Personal information
- National team: Singapore
- Born: 30 August 1986 (age 39) Singapore

Medal record
Athletics (sport)
Representing Singapore
Southeast Asian Games
| Silver medal – second place | 2009 Vientiane | 4 x 100 m relay |
| Silver medal – second place | 2011 Palembang | 100 m sprint |
| Silver medal – second place | 2011 Palembang | 4 x 100 m relay |
| Silver medal – second place | 2013 Naypyidaw | 4 x 100 m relay |
| Silver medal – second place | 2015 Singapore | 4 x 100 m relay |
ASEAN University Games
| Gold medal – first place | 2012 Vientiane | 100 m sprint |
| Bronze medal – third place | 2010 Chang Mai | 4x100 m relay |

= Gary Yeo =

Singaporean sprinter

Yeo Foo Ee Gary (born 30 August 1986) is a former track and field sprint athlete who competed internationally for Singapore. Yeo is a 5-time SEA Games Silver medalist and the 2012 ASEAN University Games 100m Champion. Yeo also represented Singapore in athletics at the 2012 London Olympics, as well as the 2010 and 2014 Asian Games. He was the flag bearer for Singapore at the 2014 Asian Games.
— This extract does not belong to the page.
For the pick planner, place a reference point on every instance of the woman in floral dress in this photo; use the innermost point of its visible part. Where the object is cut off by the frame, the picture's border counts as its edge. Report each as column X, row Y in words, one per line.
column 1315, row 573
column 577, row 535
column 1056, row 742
Yeo won the silver medal in the Men's 100 metres at the 2011 Southeast Asian Games.

In 2012, Yeo represented Singapore at the 2012 Summer Olympics. In the men's 100m preliminary round, he broke his personal best timing of 10.62secs to 10.57secs to qualify for Round 1. He subsequently finished last in his heat and did not qualify for the next round.

In the same year, Yeo won the gold medal in the 100m sprint at the 2012 ASEAN University Games, lowering his personal best timing to 10.44secs as well as qualifying for the SEA Games 2013 in the process.

In 2013, Yeo started training full-time and broke the 4 × 100 m relay record in May with a timing of 39.45secs.

At the 2015 Southeast Asian Games, Yeo was part of the quartet that rewrote the national 4 × 100 m record, finishing 2nd behind Thailand with a time of 39.24s.

Yeo was a former student of Victoria School and is now studying business at the Singapore Management University.